The federal appeals court has upheld the controversial detainee bill known as the Military Commissions Act. In a 2-1 ruling, the court said the measure constitutionally wiped out all of the pending court cases from detainees at Guantanamo Bay.
The act allows the government to try detainees in military proceedings, giving detainees access to federal civilian courts only for appeals.
Writing for the majority, Judge Raymond Randolph calls the detainees' arguments, "creative but not cogent." He says the logic in the dissent is "filled with holes."
In that dissent, Judge Judith Rogers shoots back that the majority can only reach its conclusion, "by misreading the historical record and ignoring the Supreme Court." She says the Military Commissions Act is unconstitutional as written and cannot take away the courts' right to hear these cases.
The ruling is a clear blow to the Guantanamo detainees. Bill Goodman is legal director at the Center for Constitutional Rights, which represents a number of them.
Many of these people have done nothing," Goodman says. "They're there by accident and happenstance." He added that not being able to "raise the basic defense that 'I've done nothing wrong' means that this is a huge trampling of rights."
This decision wipes out cases that challenged everything from lack of medical treatment at the facility to abusive interrogation tactics. David Rivkin worked in the Justice Department under President Reagan and the first President Bush. He says enemy combatants were never intended to get the same court access as criminal suspects.
There's been more judicial involvement in these types of decisions than in any war in American history," Rivkin says. "And for the critics it's still not enough."
Justice Department spokeswoman Tasia Scolinos noted in a statement that the Military Commissions Act, or MCA, does give detainees some legal review.
"The decision reaffirms the validity of the framework that Congress established in the MCA," Scolinos said, "permitting Guantanamo detainees to challenge their detention through combatant status review tribunals with the opportunity for judicial review before the D.C. Circuit."

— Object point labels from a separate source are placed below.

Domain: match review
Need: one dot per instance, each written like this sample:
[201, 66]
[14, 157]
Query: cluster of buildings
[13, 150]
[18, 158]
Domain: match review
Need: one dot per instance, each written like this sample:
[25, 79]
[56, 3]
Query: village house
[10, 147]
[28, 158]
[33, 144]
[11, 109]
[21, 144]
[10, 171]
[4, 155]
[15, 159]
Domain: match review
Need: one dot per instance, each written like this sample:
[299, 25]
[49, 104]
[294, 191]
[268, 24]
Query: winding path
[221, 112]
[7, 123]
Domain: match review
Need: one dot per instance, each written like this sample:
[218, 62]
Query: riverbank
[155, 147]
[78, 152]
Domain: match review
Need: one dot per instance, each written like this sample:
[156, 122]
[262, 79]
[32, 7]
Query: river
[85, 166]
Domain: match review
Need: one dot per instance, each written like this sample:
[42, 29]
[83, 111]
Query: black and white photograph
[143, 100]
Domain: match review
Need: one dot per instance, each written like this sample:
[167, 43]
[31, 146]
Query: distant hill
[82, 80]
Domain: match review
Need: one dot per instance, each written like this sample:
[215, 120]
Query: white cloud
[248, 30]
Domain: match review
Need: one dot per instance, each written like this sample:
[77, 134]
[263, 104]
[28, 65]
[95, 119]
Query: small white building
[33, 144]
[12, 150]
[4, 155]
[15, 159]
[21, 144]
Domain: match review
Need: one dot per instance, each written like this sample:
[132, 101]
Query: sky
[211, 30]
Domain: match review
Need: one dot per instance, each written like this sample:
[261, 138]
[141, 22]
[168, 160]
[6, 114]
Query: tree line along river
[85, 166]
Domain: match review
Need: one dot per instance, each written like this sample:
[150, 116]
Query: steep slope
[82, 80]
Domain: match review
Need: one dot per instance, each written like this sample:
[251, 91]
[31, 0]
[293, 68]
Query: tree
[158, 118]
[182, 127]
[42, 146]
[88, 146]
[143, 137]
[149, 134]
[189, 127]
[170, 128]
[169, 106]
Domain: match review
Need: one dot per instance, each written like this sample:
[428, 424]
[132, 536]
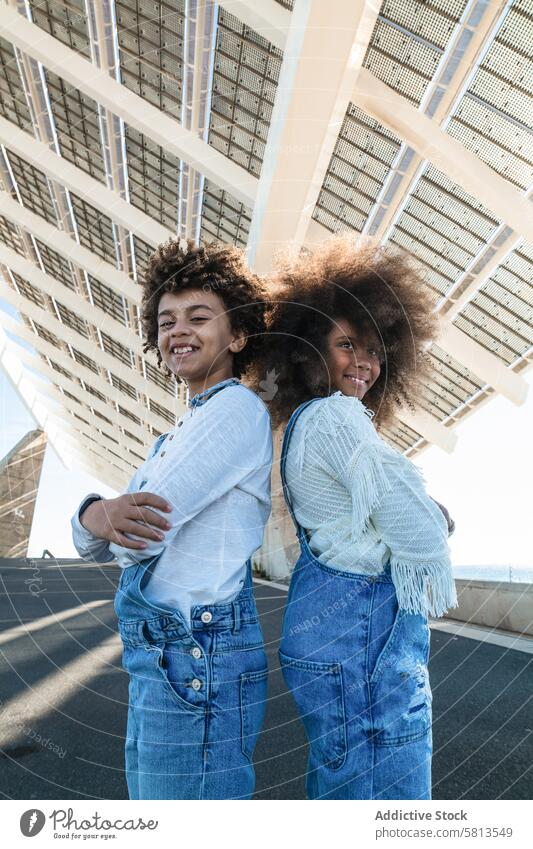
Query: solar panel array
[117, 392]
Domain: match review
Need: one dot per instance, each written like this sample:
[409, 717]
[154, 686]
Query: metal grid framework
[150, 37]
[77, 126]
[492, 117]
[13, 104]
[363, 156]
[66, 21]
[444, 227]
[500, 316]
[153, 178]
[245, 78]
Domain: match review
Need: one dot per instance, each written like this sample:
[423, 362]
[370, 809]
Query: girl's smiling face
[353, 359]
[195, 338]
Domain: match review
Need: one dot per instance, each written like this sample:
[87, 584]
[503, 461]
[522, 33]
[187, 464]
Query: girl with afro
[347, 334]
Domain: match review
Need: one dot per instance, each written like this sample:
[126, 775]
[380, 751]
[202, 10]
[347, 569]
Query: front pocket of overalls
[317, 689]
[253, 693]
[399, 686]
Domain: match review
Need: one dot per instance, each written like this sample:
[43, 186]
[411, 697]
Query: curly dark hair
[212, 267]
[377, 289]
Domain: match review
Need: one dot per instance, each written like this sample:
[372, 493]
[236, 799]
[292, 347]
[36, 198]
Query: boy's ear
[238, 343]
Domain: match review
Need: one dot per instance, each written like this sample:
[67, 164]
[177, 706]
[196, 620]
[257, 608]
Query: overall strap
[283, 459]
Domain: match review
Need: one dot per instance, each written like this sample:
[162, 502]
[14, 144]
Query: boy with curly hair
[193, 645]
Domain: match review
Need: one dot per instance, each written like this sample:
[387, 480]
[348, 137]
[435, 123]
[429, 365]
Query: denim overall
[357, 668]
[197, 692]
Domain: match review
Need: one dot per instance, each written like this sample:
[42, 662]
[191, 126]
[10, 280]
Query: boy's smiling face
[195, 338]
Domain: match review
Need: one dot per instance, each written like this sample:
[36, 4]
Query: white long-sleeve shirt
[213, 468]
[363, 504]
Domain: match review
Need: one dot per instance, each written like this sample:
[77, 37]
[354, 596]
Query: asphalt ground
[63, 699]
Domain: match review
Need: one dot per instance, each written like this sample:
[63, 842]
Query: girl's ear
[238, 342]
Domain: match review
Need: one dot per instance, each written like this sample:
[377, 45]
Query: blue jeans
[357, 668]
[196, 694]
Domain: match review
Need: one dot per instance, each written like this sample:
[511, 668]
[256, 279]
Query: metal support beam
[444, 152]
[95, 193]
[464, 51]
[431, 429]
[86, 400]
[134, 110]
[66, 362]
[38, 411]
[101, 358]
[485, 365]
[54, 379]
[69, 249]
[318, 74]
[83, 309]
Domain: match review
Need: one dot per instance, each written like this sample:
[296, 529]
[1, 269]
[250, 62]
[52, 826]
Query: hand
[111, 518]
[449, 520]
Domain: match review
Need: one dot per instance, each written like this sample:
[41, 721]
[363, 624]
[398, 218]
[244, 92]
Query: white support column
[101, 358]
[318, 74]
[484, 364]
[134, 110]
[200, 27]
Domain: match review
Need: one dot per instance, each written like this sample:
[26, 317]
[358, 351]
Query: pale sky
[485, 483]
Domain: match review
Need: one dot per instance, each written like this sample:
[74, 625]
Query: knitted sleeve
[388, 493]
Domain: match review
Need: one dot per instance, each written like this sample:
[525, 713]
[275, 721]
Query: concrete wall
[495, 604]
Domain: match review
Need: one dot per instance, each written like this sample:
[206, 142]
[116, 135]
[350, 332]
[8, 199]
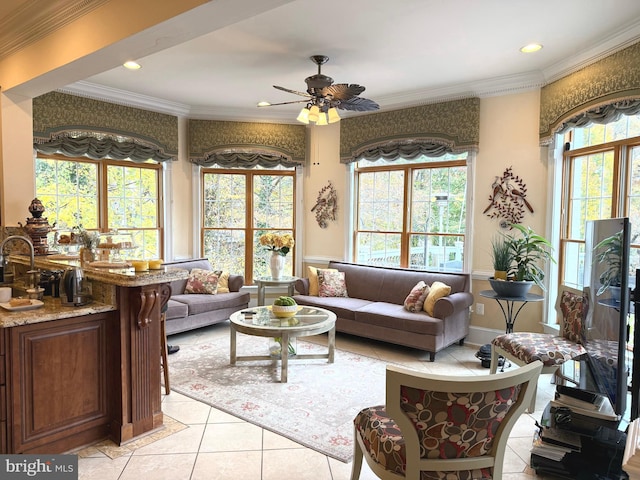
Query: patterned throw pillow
[436, 292]
[313, 279]
[223, 281]
[202, 281]
[573, 309]
[415, 299]
[331, 284]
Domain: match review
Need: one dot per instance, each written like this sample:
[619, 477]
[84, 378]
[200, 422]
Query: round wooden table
[260, 321]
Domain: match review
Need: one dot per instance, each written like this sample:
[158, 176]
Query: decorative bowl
[510, 288]
[284, 311]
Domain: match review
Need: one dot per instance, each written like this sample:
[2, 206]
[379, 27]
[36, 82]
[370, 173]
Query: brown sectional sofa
[375, 306]
[189, 311]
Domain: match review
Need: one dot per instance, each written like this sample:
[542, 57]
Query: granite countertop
[123, 277]
[51, 310]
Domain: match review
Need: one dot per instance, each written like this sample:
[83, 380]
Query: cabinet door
[59, 379]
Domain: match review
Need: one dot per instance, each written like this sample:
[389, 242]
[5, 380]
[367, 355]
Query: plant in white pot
[529, 251]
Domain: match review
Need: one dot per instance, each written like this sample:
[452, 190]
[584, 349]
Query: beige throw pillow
[415, 299]
[437, 290]
[202, 281]
[313, 279]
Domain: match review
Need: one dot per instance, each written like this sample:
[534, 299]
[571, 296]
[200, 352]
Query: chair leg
[357, 457]
[163, 354]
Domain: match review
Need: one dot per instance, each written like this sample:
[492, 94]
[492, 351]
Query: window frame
[408, 168]
[249, 229]
[102, 194]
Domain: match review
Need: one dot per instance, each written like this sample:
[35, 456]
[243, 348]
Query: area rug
[315, 408]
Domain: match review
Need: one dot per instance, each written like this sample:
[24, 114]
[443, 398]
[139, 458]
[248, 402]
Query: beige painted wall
[508, 137]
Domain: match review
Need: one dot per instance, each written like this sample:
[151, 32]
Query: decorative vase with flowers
[279, 245]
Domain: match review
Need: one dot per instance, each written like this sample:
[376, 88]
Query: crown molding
[35, 20]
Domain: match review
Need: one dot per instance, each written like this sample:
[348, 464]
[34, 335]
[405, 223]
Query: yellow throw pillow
[223, 281]
[436, 291]
[313, 279]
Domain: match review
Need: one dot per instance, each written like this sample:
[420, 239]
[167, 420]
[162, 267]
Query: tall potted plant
[501, 257]
[528, 252]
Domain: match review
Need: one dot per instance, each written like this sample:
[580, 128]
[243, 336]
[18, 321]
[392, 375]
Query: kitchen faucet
[32, 272]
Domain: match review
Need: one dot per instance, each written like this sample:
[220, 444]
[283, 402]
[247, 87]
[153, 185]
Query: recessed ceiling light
[532, 47]
[131, 65]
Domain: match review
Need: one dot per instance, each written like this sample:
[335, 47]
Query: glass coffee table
[261, 322]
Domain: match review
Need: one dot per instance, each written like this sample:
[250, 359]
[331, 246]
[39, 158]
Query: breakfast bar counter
[74, 375]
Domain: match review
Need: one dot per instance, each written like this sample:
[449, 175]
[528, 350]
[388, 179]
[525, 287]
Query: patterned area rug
[315, 408]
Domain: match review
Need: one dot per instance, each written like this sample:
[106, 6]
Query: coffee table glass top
[263, 317]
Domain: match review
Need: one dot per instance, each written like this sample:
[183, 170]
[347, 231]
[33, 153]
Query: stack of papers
[631, 458]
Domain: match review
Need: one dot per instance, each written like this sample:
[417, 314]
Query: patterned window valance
[61, 118]
[245, 159]
[409, 149]
[98, 146]
[245, 144]
[600, 92]
[433, 130]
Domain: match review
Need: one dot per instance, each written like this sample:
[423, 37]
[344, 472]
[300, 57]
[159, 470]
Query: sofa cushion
[343, 307]
[415, 299]
[176, 310]
[390, 315]
[437, 290]
[202, 281]
[207, 303]
[331, 284]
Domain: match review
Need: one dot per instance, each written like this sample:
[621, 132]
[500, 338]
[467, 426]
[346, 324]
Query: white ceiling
[405, 52]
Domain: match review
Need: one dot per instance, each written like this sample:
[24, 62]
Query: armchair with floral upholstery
[442, 426]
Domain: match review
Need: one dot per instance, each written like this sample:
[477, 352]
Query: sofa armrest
[302, 286]
[452, 304]
[236, 282]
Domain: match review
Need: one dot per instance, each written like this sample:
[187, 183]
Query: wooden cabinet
[60, 375]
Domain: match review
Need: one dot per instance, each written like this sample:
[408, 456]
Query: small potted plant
[528, 251]
[609, 252]
[501, 256]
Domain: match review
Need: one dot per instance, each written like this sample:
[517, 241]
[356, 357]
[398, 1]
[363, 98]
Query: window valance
[61, 118]
[245, 159]
[97, 146]
[598, 93]
[245, 144]
[433, 130]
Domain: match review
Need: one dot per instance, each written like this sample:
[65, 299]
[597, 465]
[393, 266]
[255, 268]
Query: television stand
[600, 455]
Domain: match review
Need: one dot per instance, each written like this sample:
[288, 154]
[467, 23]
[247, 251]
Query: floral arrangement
[277, 243]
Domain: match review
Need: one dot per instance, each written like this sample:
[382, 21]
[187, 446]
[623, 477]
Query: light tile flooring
[218, 446]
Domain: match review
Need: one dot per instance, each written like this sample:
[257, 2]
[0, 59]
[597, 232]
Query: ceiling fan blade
[284, 103]
[358, 104]
[302, 94]
[342, 91]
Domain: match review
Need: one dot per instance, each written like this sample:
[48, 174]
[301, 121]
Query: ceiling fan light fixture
[314, 111]
[303, 116]
[333, 115]
[322, 119]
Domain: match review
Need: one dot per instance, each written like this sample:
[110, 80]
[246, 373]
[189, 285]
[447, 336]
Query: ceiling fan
[323, 97]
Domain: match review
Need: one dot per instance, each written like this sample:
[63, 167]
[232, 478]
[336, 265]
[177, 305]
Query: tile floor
[218, 446]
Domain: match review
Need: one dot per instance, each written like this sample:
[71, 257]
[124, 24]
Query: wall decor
[326, 207]
[507, 200]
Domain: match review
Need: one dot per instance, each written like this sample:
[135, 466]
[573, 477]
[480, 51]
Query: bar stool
[164, 363]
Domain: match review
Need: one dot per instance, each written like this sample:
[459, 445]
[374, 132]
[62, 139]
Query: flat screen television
[606, 283]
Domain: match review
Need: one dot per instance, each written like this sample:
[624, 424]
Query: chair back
[457, 423]
[572, 306]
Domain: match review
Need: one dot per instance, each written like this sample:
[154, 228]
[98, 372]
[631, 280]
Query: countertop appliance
[73, 288]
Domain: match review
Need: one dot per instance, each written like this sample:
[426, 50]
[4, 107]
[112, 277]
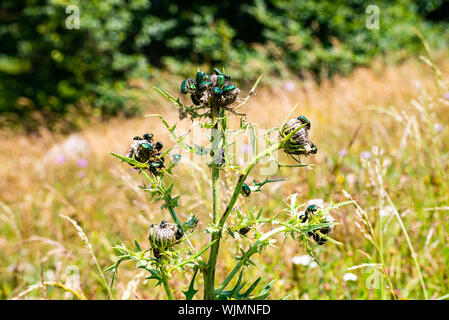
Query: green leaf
[137, 245]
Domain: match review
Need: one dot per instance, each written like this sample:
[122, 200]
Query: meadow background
[377, 100]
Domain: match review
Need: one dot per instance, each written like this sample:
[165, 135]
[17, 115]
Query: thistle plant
[173, 246]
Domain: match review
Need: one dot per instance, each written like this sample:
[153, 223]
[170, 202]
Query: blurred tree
[48, 71]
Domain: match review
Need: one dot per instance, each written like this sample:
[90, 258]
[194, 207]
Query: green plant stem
[248, 254]
[409, 243]
[167, 197]
[166, 284]
[209, 272]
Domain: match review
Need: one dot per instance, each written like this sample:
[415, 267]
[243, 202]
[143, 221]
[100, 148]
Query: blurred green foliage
[48, 71]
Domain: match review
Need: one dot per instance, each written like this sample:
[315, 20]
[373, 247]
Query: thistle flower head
[164, 236]
[214, 91]
[318, 234]
[145, 150]
[298, 143]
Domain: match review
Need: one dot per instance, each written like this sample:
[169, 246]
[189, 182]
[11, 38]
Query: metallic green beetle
[220, 81]
[228, 88]
[199, 76]
[206, 84]
[188, 85]
[217, 90]
[246, 190]
[217, 71]
[312, 209]
[305, 120]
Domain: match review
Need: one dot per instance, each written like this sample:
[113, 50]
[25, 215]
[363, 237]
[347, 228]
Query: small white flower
[304, 260]
[289, 86]
[349, 277]
[386, 211]
[365, 155]
[438, 127]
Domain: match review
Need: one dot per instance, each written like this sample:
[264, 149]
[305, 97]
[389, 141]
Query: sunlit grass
[397, 108]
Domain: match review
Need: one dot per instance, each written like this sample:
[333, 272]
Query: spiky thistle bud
[164, 236]
[298, 143]
[144, 150]
[325, 218]
[213, 91]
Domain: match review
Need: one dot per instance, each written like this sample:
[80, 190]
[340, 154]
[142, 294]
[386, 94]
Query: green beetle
[305, 120]
[312, 209]
[187, 86]
[199, 77]
[246, 190]
[220, 81]
[206, 84]
[217, 90]
[217, 71]
[244, 230]
[184, 87]
[228, 88]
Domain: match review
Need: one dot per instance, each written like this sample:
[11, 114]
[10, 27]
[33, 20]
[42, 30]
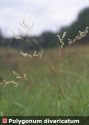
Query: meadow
[56, 85]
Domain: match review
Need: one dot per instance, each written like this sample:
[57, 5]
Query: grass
[42, 95]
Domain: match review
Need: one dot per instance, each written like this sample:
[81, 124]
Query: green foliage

So although the detainees cannot file traditional habeas corpus claims challenging their detention, they can challenge the Combatant Status Review Tribunals that determine whether they are enemy combatants. Those challenges go directly to the court that decided this case today.
Wake Forest law professor Bobby Chesney says it's unclear how deeply those challenges can probe.
"One of the key issues here is whether that is an adequate alternative to habeas corpus," Chesney says, "and if it is, if it's a sufficient alternative, then habeas has not actually been suspended."
The final word on whether the detainees' lawsuits can continue is likely to come from the Supreme Court.